The H-1B is another nonimmigrant visa option for a foreign worker in a "specialty occupation." In order to qualify for sponsorship, the employee must hold a position that requires at least a bachelor’s degree or equivalent experience in the field. This is a popular visa in the tech industry, and jobs in mathematics, engineering, and technology often qualify. Similar to the O-1, you cannot sponsor yourself. Your company can sponsor you if you can prove the existence of an employer-employee relationship and the company's ability to hire or fire you.
In order for a H-1B visa to be approved, you must establish that the company has the necessary cash flow to pay the H-1B employee the average wage for the role. For early startups that aren’t profitable yet, this could be achieved by filing information about any funding rounds.
Once approved, an H-1B visa allows employees to stay and work in the U.S. legally for up to three years, which may be extended for a maximum of six years. One consideration for the H-1B visa is that there is a cap on recipients, so even if you qualify, there is no guarantee you'll receive the H-1B visa. Once you do make it through the cap, however, the H-1B is "portable." This means that it can be transferred to other employers if necessary.

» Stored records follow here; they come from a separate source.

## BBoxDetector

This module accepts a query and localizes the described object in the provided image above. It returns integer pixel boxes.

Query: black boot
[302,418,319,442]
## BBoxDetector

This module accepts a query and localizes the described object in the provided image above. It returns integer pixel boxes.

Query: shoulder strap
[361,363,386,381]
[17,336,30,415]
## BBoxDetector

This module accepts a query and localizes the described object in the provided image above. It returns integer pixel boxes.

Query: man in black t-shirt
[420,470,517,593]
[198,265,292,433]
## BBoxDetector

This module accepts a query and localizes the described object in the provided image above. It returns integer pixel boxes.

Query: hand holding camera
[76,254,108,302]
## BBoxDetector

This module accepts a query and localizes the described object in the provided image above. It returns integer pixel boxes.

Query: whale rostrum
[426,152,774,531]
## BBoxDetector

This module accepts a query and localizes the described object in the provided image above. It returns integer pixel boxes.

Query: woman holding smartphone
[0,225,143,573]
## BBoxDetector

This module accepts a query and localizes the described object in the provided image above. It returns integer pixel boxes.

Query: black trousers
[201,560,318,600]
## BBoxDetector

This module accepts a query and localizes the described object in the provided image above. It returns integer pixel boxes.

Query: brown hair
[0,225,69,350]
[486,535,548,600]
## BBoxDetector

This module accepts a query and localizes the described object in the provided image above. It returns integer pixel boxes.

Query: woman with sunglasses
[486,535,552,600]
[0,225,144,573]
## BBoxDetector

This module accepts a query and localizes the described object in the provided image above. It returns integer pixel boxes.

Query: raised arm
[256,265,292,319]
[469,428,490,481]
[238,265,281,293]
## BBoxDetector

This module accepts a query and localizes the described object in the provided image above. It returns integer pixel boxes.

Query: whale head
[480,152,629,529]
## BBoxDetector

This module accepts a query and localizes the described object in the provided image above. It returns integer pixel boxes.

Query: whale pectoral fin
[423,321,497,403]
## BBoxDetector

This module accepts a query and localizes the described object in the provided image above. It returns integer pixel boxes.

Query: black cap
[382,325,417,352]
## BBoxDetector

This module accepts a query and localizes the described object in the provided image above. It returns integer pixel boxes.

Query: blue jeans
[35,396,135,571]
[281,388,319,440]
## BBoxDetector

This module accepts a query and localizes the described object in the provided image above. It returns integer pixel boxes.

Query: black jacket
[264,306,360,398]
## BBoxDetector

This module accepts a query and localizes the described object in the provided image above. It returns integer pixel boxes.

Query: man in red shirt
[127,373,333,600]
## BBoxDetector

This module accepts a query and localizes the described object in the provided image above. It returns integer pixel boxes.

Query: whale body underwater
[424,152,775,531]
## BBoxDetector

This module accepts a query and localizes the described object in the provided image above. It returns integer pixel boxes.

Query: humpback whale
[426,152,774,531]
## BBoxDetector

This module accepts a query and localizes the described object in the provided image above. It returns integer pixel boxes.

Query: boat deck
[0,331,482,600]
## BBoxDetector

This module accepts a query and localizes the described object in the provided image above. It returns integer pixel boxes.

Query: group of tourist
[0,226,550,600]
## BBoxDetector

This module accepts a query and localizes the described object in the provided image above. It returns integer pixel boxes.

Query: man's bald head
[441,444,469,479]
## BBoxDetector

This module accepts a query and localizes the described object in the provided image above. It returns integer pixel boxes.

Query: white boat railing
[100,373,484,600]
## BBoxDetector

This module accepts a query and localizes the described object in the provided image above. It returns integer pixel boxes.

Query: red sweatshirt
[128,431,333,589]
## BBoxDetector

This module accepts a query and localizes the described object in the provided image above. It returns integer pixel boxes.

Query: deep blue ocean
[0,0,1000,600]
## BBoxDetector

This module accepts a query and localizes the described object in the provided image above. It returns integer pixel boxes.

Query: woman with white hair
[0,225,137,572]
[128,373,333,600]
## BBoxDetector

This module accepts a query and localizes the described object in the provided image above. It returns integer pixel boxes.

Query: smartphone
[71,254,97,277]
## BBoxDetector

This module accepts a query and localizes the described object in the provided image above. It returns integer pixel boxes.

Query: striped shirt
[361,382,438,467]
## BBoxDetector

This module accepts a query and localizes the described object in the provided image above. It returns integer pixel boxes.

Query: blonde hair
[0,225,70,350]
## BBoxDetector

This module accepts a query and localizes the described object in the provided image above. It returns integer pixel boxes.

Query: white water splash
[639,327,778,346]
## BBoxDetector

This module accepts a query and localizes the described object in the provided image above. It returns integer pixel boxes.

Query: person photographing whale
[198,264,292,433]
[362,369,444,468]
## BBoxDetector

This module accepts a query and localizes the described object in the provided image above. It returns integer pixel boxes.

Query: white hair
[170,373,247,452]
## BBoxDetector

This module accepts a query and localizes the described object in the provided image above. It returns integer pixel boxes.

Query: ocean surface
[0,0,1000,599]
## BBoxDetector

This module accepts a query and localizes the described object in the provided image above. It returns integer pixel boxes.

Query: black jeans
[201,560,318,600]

An L-1 visa is available to someone who is an executive or manager or who has specialized knowledge and is being transferred from a foreign company to an affiliated U.S. branch. The person must have been working for the foreign organization for at least one continuous year within the three years immediately preceding the L-1 application. Proving executive, managerial or specialized knowledge can be challenging and L-1s are strictly scrutinized by USCIS, so it is critical for the application to be well-prepared and thorough. You can be transferred from a foreign parent company to a new office in the US, as long as both companies have a qualifying corporate relationship (parent, subsidiary, branch, affiliate, office, etc.)
E-2 Investor Visa
An E-2 Visa is another non-immigrant visa that allows entrepreneurs to make a substantial investment in a business (including their own startup) based in the U.S., and in turn, allows them to work for a two year period in the U.S. with the company. This visa can be renewed indefinitely. You must be from a country that the U.S. has an existing treaty with in order to qualify.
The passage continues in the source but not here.